Der Weg zum wahren Anarchismus


Agamben: Die Archäologie von Religion, Kunst, Politik und Kapitalismus ist keine Suche nach irgendeiner Art von Ursprung - sondern eine Suche nach einer Grundlage, die vergangene Vorstellungen mit der Wurzel aufwirft.

Carnera ist freie Schriftstellerin und lebt in Kopenhagen.
Email: ac.mpp@cbs.dk
Veröffentlicht am: 2020
Schöpfung und Anarchie. Das Kunstwerk und die Religion des Kapitalismus
Autor: Giorgio Agamben
Stanford University Press, USA

Religion, kunst og Politik haben den ganzen Tag die Suche nach einer Grundlage oder einem Ursprung für die Kraft des Glaubens, das künstlerische Schaffen bzw. die Gründung der Gesellschaft geteilt. Im christlichen Glauben ist es der Vater, in der Kunst des kreativen Genies, in der liberalen Demokratie die Freiheit des Einzelnen. Unser Wunsch, einen Ursprung zu suchen, scheint niemals zu enden. Am Anfang war das Wort, sagt die Bibel, ein Satz, der uns befiehlt, uns auf einen Anfang zu beziehen. Ebenso ist die Philosophie versucht, unsere Geschichte als Vermittlung eines verborgenen Anfangs zu betrachten. Ökonomen sagen uns auch, dass der Kapitalismus mit der innovativen Idee beginnt.

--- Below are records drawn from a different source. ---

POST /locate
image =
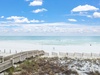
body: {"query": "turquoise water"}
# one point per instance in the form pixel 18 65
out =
pixel 54 40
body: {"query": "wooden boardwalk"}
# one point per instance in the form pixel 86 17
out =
pixel 9 61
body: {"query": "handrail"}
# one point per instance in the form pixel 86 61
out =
pixel 19 57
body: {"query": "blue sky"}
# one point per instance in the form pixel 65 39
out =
pixel 50 17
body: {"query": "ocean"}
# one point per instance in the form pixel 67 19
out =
pixel 85 44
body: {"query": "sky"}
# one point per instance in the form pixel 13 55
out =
pixel 49 17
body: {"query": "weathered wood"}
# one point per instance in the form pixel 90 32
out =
pixel 19 57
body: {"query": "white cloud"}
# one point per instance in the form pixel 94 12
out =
pixel 72 20
pixel 2 17
pixel 49 28
pixel 36 3
pixel 86 7
pixel 39 10
pixel 96 14
pixel 21 19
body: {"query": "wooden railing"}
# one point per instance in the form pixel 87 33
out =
pixel 9 61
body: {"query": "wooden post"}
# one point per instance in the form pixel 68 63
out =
pixel 4 51
pixel 15 51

Aber wie Agamben bemerkt, ist es auch so Arkæologi zu Religion, Kunst, Politik und Kapitalismus keine Suche nach irgendeiner Art von Herkunft. Es ist andererseits eine Suche nach einer Grundlage, die vergangene Vorstellungen mit der Wurzel zerreißt. Die Archäologie stoppt die Dinge, untersucht ihre Zusammenhänge und schafft eine Konfrontation mit der Anarchie der materiellen Welt. Und vergessen wir in diesem Zusammenhang nicht Walter Benjamins Worte: "Es gibt nichts Anarchischeres als die Zivilgesellschaft."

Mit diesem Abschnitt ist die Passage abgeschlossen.